Any bank run at this point outside Cyprus seems unlikely. But the fact that a line has been crossed could make it harder for policymakers to prevent similar panic from spreading in the future should another eurozone state find itself needing a bailout.
3. European credibility: Imposition of the bank deposit levy risks undermining Europe’s credibility in managing debt and bank crises.
Assurances that the measure is unique to Cyprus may ring hollow. Similar pledges were made when private holders of Greek government bonds were forced to accept losses as part of a bailout.
It could lead to a flight of capital to safer destinations within the eurozone and beyond. In turn, that could undo some of the improved sentiment toward peripheral eurozone countries that has been built on the back of painful economic restructuring and pledges of support from the European Central Bank.
4. More pressure on eurozone banks: Bank shares tumbled across Europe on Monday. Investors in eurozone banks, particularly in weaker countries, may demand a higher risk premium to hold those assets, pushing up banks’ cost of funding.
That will add pressure to revenue and earnings, and some banks could lose access to wholesale funding altogether, noted analysts at Germany’s Berenberg Bank.

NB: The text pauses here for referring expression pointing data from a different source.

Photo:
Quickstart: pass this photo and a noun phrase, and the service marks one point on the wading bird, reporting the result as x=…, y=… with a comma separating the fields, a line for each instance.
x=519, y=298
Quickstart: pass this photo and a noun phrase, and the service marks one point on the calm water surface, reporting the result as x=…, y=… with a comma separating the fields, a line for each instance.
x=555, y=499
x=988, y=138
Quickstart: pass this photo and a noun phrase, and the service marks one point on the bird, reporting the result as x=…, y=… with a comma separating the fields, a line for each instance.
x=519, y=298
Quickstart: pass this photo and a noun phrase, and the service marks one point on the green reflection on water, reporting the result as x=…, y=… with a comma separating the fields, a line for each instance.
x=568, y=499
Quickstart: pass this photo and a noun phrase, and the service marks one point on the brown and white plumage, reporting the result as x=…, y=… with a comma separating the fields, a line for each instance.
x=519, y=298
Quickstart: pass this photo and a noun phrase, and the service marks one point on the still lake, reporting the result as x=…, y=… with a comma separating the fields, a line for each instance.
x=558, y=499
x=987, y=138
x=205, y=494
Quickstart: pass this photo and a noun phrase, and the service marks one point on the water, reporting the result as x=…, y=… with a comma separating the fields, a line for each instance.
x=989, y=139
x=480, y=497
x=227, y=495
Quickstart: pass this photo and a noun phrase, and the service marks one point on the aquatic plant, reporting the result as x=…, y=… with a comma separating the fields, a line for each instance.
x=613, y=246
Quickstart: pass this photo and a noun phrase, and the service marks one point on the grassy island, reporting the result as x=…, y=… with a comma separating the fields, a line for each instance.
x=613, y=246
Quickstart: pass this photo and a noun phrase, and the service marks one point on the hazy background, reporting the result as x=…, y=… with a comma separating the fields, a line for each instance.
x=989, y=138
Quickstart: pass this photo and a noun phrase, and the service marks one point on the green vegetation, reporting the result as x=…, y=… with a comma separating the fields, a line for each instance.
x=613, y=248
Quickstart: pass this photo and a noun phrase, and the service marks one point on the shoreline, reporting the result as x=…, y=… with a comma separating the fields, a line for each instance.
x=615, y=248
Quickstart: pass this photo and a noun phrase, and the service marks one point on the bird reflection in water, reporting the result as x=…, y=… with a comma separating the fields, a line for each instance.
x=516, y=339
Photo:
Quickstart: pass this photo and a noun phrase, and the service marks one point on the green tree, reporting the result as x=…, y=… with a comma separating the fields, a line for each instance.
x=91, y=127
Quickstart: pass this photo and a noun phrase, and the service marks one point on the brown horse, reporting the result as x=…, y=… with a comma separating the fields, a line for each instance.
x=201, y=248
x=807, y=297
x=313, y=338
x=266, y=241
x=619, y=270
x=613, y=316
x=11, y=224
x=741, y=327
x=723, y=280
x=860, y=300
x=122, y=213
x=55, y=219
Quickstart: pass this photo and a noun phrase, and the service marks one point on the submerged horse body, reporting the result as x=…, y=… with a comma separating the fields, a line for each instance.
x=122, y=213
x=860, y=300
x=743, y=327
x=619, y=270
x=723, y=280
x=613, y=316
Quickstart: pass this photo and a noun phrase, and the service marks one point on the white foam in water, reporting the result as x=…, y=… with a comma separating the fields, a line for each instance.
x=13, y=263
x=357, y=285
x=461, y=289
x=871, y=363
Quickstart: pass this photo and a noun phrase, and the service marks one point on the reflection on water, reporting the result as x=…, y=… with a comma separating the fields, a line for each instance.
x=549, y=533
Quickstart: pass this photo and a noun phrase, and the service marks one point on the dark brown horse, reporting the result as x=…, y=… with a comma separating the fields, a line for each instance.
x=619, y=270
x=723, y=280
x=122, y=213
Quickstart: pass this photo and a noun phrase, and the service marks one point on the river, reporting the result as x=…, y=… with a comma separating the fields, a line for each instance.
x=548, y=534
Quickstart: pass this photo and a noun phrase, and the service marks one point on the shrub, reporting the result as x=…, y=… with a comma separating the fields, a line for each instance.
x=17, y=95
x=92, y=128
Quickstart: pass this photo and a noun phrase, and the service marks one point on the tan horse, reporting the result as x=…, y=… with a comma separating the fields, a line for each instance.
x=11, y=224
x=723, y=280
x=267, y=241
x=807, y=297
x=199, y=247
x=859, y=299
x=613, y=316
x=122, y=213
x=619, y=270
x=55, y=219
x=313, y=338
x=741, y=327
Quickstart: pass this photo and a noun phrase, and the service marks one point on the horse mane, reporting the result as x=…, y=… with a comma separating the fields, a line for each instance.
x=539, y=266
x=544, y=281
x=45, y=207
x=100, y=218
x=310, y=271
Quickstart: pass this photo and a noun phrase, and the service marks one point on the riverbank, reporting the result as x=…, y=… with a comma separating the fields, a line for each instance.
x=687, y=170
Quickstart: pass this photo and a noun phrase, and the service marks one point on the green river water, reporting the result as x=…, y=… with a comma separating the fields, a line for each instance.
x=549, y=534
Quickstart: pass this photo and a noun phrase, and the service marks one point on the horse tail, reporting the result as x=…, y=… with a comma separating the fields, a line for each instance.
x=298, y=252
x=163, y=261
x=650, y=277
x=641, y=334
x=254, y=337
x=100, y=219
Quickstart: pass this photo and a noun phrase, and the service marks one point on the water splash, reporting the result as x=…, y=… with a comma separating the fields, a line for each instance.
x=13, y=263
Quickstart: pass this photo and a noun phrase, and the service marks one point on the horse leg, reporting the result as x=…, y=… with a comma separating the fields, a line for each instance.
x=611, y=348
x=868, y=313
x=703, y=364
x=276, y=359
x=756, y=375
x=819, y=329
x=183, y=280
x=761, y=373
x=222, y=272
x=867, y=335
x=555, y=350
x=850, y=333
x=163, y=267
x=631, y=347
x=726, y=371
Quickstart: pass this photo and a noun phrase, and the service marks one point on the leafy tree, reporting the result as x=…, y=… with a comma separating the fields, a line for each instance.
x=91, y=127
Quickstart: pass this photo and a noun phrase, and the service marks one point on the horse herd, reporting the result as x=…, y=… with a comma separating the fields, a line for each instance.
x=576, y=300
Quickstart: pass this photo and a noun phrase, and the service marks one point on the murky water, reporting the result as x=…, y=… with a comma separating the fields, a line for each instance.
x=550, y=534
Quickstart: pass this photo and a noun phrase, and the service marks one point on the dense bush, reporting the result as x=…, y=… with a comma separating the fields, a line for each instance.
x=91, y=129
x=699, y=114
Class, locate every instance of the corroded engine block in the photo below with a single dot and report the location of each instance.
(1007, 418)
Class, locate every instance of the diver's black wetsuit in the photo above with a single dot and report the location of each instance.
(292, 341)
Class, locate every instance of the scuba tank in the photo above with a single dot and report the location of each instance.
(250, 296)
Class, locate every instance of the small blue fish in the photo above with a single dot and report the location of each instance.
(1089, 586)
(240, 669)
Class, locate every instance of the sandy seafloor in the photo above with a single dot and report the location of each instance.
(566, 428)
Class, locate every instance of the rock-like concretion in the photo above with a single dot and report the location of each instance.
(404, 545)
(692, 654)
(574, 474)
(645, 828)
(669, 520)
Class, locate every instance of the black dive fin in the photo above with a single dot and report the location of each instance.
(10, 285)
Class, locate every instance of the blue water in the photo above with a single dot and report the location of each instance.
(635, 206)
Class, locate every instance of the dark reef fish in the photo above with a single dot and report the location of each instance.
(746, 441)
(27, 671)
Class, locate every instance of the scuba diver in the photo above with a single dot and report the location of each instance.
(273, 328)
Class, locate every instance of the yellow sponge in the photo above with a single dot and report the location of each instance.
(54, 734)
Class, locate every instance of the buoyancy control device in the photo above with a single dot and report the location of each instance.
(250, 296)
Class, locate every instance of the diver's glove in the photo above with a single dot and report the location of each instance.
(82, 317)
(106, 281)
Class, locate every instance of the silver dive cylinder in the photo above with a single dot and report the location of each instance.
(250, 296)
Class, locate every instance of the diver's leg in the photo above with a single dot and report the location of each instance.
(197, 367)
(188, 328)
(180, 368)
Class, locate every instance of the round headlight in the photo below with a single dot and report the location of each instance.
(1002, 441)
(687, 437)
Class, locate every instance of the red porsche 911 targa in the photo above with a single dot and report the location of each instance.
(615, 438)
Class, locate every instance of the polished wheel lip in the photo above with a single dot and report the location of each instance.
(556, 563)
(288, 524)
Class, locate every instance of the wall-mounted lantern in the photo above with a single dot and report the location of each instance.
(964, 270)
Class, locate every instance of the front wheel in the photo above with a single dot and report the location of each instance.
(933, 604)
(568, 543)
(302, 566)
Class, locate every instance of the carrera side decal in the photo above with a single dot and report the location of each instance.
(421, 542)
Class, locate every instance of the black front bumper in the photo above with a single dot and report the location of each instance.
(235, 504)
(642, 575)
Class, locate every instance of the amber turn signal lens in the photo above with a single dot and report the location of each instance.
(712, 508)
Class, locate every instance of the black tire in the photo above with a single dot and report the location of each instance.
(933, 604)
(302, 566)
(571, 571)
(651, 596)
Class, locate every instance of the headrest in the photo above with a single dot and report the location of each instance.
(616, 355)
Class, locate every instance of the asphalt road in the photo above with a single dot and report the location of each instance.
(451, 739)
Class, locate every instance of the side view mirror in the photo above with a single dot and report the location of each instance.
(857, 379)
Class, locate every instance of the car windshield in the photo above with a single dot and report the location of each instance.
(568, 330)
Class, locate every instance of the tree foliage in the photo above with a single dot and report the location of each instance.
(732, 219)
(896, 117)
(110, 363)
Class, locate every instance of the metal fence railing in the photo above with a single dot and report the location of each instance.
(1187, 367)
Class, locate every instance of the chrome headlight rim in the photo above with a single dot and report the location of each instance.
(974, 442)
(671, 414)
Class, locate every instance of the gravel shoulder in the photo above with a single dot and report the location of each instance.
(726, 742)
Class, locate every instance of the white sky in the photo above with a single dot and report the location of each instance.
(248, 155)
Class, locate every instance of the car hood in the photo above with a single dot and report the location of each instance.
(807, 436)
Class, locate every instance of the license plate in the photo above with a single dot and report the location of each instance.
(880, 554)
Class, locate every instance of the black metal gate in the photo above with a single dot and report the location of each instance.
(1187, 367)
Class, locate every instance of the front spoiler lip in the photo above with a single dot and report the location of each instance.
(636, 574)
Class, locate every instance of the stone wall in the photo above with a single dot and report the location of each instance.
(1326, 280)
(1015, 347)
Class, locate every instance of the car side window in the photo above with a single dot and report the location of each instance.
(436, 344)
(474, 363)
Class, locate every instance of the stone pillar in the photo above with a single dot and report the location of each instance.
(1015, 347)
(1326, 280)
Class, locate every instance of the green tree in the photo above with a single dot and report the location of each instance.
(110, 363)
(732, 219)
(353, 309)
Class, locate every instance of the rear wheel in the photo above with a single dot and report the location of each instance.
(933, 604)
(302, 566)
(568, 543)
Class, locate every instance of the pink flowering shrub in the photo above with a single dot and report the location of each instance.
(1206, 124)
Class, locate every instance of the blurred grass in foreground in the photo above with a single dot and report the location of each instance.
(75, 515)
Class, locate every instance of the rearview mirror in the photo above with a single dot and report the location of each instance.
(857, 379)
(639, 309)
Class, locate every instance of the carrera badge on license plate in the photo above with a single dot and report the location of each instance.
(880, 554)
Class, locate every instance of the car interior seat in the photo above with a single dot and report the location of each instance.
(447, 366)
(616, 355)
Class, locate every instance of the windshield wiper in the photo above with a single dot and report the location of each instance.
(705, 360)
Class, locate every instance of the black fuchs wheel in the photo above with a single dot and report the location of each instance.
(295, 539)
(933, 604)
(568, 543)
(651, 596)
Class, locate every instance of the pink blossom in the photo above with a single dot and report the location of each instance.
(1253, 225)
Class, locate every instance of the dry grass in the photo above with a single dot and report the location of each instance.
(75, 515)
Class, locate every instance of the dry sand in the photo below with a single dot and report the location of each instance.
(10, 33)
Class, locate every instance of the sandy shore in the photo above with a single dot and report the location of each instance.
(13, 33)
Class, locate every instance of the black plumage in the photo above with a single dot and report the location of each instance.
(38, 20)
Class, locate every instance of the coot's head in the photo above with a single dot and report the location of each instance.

And all this comes at a time when the region’s banks are still struggling to repair their balance sheets and lending to weaker eurozone states remains throttled, reducing the chances for a return to growth. The International Monetary Fund said just last week that Europe’s banks remain fragile.
5. Losses for Russia: Cyprus banking assets are about eight times the size of the economy, and foreign investors hold just under half of all deposits, which total around €70 billion. Russian companies and individuals have heavy exposure to banks in Cyprus.
Moody’s reckons Russian corporate deposits are worth about $19 billion and any default could affect the servicing of bank debt in Russia.
Russian officials had been talking about extending the maturity of an existing €2.5 billion loan to Cyprus, and possibly reducing the interest rate. On Monday they said they were reconsidering that plan after the EU failed to include them in bailout discussions.